Who’s the biggest new female artist of 2007? In at least one sense, and possibly a couple of others, it would have to be country upstart Taylor Swift. Literally, for starters: At 5’11”, she’s hard for anyone to measure up to — even Amy Winehouse on a full towering-beehive day. And at age 17, she’s sold more than a million copies of her self-titled and largely self-penned debut album, which was released when she was 16. (With sales consistently averaging between 30-40K a week, double platinum is a foregone conclusion by the end of the year.) Her two singles have gone like gangbusters, too, with ”Tim McGraw” selling more than 625,000 as a digital download and ”Teardrops on My Guitar,” the follow-up, selling 457,000 so far. Only Miley Cyrus, a.k.a. Disney Channel’s Hannah Montana, can match that, but Swift has done it without the benefit of massive TV exposure.
She’s currently on tour in amphitheaters, opening for Brad Paisley. ”Taylor Swift was one that I called my manager when I heard her album and said, ‘We have to get her out on tour,”’ says Paisley. ”And for her to have written that record at 16, it’s crazy how good it is. I figured I’d hear it and think, ‘Well, it’s good for 16’ — but it’s just flat-out good for any age.”
EW sat down with Swift recently for a piece in our Spotlight pages; here’s some more of that chat.
ENTERTAINMENT WEEKLY: Tim McGraw told me the only thing he was worried about when he heard about your song was that it might be taking a shot at him.

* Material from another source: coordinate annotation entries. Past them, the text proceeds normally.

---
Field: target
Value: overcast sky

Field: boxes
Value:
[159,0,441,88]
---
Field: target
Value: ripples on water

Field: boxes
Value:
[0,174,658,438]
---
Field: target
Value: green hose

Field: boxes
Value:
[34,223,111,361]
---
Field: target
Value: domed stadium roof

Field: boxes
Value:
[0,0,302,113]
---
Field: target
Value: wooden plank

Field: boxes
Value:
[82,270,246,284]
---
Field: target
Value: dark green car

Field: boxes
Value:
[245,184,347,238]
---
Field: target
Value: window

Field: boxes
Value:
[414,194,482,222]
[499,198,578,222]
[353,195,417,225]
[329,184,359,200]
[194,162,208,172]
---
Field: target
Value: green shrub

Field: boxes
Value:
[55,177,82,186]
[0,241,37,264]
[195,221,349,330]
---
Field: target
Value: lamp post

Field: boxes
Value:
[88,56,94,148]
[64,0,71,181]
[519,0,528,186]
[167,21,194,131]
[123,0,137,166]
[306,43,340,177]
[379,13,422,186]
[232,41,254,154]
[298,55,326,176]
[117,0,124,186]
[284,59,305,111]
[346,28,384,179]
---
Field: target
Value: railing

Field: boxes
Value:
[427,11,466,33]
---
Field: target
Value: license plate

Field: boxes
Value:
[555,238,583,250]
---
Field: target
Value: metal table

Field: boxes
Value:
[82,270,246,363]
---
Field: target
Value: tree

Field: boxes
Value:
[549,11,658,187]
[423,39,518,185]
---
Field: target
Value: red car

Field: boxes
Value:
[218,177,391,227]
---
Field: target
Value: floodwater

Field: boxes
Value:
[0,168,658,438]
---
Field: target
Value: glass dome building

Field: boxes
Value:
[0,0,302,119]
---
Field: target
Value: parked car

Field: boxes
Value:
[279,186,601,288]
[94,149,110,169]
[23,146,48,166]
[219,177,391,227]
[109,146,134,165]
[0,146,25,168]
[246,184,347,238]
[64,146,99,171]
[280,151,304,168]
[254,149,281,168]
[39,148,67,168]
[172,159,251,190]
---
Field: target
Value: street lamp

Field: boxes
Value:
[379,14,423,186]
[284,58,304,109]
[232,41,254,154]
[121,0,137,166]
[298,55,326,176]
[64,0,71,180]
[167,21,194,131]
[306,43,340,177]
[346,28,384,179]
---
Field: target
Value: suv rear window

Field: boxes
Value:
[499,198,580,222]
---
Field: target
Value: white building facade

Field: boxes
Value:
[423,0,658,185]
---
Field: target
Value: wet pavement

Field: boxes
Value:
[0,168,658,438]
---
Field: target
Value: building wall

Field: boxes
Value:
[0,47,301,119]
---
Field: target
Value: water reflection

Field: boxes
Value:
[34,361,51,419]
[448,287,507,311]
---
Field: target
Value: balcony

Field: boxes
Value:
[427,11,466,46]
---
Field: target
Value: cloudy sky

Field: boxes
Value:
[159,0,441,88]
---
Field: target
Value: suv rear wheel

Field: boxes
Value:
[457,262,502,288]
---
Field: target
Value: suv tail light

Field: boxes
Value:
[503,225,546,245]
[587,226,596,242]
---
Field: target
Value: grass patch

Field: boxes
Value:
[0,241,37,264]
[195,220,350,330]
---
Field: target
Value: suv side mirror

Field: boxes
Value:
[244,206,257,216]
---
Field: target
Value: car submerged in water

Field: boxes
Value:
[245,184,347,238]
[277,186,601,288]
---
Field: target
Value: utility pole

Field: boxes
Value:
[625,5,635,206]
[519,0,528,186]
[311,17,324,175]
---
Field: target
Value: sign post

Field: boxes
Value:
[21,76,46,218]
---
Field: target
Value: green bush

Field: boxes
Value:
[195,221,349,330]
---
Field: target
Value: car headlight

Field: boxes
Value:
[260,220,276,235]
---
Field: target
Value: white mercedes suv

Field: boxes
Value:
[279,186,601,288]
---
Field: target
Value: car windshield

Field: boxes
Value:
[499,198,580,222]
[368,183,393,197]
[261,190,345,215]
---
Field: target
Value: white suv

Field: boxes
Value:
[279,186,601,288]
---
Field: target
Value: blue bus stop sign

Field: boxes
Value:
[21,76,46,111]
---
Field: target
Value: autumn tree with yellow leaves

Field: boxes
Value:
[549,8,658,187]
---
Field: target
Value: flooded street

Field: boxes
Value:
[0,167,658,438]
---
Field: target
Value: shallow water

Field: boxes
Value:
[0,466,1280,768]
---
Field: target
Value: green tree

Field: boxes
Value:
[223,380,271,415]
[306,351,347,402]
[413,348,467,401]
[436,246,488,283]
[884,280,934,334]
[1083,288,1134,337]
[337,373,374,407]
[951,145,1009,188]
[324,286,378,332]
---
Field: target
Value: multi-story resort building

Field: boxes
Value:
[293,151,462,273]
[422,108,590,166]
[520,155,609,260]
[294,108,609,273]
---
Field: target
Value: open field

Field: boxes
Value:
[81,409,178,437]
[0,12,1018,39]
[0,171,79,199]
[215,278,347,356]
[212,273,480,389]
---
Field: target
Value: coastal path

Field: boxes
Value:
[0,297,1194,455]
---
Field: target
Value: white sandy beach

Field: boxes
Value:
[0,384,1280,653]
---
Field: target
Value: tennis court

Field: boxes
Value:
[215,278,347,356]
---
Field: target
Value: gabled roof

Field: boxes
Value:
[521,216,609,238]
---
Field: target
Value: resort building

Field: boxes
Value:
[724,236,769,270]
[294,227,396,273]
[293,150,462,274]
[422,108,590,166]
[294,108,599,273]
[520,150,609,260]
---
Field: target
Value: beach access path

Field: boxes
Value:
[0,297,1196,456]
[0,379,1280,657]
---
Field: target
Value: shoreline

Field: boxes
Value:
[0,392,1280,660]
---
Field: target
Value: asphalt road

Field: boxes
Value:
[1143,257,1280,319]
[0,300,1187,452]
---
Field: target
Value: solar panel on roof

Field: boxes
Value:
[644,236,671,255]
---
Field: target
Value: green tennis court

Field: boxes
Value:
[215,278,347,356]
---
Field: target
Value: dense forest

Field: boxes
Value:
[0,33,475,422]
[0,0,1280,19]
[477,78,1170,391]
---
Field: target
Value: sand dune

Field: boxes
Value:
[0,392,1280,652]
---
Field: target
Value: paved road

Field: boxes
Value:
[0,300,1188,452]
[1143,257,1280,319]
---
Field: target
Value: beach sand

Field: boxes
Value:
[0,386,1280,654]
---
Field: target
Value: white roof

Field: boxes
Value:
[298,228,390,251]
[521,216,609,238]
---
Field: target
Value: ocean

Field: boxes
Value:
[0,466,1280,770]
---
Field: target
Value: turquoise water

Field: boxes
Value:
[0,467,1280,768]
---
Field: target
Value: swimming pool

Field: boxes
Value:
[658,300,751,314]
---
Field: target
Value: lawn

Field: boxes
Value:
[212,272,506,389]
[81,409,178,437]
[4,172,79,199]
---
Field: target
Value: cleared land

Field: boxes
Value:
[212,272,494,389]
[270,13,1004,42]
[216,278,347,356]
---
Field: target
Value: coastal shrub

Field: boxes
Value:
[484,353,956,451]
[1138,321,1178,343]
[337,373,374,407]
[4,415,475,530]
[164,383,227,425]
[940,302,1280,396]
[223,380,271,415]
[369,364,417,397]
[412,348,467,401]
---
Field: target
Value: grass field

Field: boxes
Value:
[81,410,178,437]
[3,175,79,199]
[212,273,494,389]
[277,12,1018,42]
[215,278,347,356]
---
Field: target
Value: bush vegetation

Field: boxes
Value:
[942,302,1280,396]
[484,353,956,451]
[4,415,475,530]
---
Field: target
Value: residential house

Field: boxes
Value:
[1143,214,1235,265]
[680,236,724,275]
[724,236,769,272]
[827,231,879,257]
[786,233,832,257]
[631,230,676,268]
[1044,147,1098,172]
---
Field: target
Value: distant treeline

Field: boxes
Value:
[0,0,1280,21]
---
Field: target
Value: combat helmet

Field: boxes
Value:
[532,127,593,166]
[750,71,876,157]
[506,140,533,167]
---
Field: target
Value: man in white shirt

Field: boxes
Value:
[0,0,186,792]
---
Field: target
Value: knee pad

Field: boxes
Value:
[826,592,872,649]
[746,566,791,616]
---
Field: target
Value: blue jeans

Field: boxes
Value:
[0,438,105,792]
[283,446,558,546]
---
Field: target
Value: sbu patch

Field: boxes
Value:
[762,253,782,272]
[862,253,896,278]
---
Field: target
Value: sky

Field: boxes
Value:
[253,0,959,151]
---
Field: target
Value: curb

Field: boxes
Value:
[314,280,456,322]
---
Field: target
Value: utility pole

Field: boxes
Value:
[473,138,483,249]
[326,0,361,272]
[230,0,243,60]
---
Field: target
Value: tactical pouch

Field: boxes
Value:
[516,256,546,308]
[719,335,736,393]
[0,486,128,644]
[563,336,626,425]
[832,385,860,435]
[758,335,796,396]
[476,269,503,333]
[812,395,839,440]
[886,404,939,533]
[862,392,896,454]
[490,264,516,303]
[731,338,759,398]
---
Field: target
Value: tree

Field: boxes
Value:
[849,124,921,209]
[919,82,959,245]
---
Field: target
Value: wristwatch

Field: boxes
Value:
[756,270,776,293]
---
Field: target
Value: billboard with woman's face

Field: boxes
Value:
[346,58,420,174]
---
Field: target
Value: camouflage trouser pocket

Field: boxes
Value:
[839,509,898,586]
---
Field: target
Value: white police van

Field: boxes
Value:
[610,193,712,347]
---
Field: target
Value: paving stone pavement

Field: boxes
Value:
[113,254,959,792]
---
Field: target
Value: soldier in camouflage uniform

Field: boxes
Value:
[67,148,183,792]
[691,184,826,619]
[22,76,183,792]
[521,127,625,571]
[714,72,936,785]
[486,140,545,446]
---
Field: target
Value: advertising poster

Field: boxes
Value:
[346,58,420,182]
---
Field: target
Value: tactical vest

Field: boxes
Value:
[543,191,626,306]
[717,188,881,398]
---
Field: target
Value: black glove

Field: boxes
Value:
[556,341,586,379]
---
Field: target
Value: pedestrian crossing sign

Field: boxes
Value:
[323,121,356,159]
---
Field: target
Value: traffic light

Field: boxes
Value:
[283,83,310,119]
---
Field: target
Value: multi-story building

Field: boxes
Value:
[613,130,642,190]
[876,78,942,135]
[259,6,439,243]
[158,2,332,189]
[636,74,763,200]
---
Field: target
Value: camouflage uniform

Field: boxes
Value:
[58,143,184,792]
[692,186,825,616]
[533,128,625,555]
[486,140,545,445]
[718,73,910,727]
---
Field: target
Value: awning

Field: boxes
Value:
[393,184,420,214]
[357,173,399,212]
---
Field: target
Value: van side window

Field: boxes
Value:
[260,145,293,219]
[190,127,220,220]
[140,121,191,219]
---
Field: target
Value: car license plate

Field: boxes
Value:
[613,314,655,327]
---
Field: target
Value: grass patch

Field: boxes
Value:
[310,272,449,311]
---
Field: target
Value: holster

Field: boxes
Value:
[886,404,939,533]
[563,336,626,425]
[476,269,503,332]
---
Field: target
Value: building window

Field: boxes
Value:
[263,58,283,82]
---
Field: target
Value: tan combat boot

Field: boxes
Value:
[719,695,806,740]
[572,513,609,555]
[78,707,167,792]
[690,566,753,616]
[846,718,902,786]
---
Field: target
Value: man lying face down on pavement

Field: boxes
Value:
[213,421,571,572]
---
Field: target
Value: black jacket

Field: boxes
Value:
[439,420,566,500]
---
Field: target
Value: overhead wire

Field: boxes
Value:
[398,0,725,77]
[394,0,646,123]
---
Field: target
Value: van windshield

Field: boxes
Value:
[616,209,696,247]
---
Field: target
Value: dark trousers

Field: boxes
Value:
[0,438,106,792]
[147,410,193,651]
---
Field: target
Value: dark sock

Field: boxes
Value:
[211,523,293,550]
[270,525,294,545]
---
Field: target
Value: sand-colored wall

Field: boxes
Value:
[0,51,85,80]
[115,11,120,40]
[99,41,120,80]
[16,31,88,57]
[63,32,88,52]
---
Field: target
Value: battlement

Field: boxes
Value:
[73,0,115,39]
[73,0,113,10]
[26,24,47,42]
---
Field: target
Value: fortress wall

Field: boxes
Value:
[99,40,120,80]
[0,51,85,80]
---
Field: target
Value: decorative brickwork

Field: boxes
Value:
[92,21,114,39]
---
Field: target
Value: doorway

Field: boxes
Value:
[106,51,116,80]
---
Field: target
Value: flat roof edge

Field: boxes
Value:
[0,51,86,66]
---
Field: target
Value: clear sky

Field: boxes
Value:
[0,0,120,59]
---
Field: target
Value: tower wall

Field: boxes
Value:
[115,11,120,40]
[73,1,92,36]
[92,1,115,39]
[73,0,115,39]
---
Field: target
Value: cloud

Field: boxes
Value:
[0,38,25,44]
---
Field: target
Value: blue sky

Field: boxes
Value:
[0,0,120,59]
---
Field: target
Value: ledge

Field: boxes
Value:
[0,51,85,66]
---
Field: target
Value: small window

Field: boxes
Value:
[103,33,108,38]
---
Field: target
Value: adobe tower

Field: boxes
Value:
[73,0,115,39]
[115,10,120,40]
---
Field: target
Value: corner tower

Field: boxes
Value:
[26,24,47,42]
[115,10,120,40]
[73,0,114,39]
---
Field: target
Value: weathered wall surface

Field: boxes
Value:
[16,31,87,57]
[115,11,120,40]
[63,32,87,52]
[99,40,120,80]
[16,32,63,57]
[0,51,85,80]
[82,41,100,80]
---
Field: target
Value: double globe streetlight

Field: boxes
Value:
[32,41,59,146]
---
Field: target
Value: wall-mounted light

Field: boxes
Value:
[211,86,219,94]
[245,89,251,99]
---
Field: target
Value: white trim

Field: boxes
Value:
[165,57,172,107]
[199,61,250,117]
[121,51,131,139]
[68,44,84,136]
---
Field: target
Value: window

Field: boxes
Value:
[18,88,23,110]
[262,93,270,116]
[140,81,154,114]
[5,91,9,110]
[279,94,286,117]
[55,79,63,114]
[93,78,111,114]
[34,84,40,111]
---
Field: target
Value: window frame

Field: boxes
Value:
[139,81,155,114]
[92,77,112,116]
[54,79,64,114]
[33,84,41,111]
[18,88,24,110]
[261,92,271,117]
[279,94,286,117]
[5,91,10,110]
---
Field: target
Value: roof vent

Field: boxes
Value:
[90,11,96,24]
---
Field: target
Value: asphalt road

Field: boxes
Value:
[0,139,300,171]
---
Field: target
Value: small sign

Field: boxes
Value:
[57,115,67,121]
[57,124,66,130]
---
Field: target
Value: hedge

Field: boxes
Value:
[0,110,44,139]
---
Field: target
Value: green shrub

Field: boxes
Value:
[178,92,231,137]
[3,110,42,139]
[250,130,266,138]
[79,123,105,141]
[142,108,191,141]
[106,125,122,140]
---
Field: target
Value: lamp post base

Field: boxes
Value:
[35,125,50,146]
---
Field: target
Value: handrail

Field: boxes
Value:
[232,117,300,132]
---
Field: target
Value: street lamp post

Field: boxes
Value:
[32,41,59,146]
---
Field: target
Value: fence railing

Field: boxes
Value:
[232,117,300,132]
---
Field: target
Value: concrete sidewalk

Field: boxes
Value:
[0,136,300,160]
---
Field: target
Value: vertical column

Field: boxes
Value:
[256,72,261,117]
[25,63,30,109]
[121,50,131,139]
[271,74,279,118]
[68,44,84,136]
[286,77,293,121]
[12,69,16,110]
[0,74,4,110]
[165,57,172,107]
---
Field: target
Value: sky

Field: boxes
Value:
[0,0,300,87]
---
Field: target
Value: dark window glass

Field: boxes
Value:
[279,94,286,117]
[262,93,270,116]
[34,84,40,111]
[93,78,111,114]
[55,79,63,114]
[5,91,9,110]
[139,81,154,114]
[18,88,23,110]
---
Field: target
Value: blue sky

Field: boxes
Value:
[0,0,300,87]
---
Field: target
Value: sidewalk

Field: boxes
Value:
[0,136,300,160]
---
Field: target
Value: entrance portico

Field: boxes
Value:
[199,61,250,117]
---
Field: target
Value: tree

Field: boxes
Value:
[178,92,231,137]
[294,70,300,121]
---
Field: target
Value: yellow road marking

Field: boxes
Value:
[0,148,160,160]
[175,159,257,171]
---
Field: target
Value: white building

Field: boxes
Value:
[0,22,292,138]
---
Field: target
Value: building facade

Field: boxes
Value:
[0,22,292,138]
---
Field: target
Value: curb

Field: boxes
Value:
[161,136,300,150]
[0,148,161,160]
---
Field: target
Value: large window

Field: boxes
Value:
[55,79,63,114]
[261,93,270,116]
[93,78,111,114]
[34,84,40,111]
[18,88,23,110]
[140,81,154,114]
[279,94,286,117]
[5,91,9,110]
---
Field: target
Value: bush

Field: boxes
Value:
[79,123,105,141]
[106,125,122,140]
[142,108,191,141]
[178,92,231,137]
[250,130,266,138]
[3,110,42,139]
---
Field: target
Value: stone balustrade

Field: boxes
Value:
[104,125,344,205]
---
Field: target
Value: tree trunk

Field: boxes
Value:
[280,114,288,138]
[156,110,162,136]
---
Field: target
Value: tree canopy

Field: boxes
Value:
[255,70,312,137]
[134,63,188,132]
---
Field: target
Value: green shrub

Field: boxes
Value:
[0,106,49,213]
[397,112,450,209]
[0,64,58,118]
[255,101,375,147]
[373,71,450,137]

TAYLOR SWIFT: That would probably be the only thing I would worry about too, if [there were] a song called ”Taylor Swift,” that they weren’t making fun of me, like that ''Go Away Paris Hilton'' song. ”Go Away Taylor” — as long as it wasn’t that, it would be fine.
You’ll probably be a multiple nominee at the CMAs this fall.
I have all these countdowns on my phone for the CMAs and all the awards shows. I get so excited about these things because I love to dress up. But I wear cowboy boots so that when I walk down the stairs I won’t fall. I have this fear of falling in front of large groups of people. That’s why I tend not to wear heels.
I was going to ask if you wear heels often, since that might make you a pretty towering presence.
Exactly. I’m 5’11”, so when I wear heels, it’s definitely a really good view that I have. I’m like 6’2 when I wear heels, so I tend to wear cowboy boots a lot.
Going back a few years, since you’re such a veteran in many aspects of this, even at 17: You had your first songwriting deal at 14, and you had an RCA development deal before that at 13?
You did your research! That’s exciting. Yeah, I did.
So does that mean everyone was thinking you were going to make a record at 13?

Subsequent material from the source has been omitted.